Friday 31 December 2010

Ender in Exile

Ender in ExileEnder in Exile by Orson Scott Card

My rating: 3 of 5 stars


Got the thing from a lovely second hand book shop in Brixton, turn left when you get out of the tube and second left - it's down that road on the right. Being second hand (cheap) and a reminder of the first book in the series I read when I was sixteen, this one is a pleasure to read. A bit like a holiday to times past...

The plot of the original book is far too fantastical to try to summarise; I've noticed that much from reading the odd review of 'Ender's Game' before - they tend to leave me with that feeling, 'Bloody Sci-Fi nutters - they'll read anything'; the characters are reasonably well 'explored', so there's enough there to empathise with (to use reviewers parlance), the sci-fi ideas (i.e. future technology) give the author plenty of scope to get his characters from one side of the galaxy to the other without breaking into a sweat (which ultimately lead you to consider faster than light travel and transportation via de-materialisation and re-materialisation). It's all good fun.

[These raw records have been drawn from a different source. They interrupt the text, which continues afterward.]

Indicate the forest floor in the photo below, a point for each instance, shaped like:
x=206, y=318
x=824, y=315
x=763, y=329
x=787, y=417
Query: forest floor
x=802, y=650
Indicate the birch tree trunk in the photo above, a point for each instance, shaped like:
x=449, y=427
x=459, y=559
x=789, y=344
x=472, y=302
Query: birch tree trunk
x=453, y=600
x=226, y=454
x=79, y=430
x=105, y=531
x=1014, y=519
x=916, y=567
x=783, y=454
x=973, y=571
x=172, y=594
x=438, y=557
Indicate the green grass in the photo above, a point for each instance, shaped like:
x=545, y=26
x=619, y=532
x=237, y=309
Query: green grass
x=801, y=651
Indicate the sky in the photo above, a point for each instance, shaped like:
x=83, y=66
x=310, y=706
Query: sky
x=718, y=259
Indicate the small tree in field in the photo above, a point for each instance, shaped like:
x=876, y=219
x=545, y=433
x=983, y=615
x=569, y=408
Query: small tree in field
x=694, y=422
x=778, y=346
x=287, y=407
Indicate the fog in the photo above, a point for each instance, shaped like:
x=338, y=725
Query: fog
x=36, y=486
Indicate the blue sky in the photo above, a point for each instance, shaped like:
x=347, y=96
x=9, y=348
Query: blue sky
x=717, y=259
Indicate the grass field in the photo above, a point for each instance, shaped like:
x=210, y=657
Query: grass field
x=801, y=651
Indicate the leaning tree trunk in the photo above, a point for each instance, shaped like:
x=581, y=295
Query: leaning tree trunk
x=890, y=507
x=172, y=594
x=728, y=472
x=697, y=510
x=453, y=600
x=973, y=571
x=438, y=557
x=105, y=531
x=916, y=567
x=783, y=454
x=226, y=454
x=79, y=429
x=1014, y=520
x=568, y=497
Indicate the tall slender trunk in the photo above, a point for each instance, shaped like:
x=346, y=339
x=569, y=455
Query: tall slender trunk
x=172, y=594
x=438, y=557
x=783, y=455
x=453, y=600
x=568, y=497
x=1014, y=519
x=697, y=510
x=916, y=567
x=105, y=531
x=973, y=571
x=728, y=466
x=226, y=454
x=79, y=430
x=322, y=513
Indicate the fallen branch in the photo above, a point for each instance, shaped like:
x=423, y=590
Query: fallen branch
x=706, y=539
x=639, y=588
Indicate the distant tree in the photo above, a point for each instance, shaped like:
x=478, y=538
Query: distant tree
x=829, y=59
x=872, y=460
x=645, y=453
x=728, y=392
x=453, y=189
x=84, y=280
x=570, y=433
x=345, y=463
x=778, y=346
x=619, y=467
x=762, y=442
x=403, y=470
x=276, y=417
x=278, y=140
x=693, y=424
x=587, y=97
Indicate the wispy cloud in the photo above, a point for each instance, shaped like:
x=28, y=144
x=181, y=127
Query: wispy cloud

So, in short, we're talking about a series of books about a child who is psychologically messed with to produce a human being who is capable of mass murder on a planetary scale and, as a consequence, able to save lives on the same scale. An intelligent monster who is entirely human and so equally adept at creating harmony out of the chaos he may well have caused (or, at least, was held responsible for) in the first place.

So: I like it. Although it's only a bit of fun. The characters' interactions are far more interesting than the storyline itself - which makes me wonder why I'm reading sci-fi AGAIN!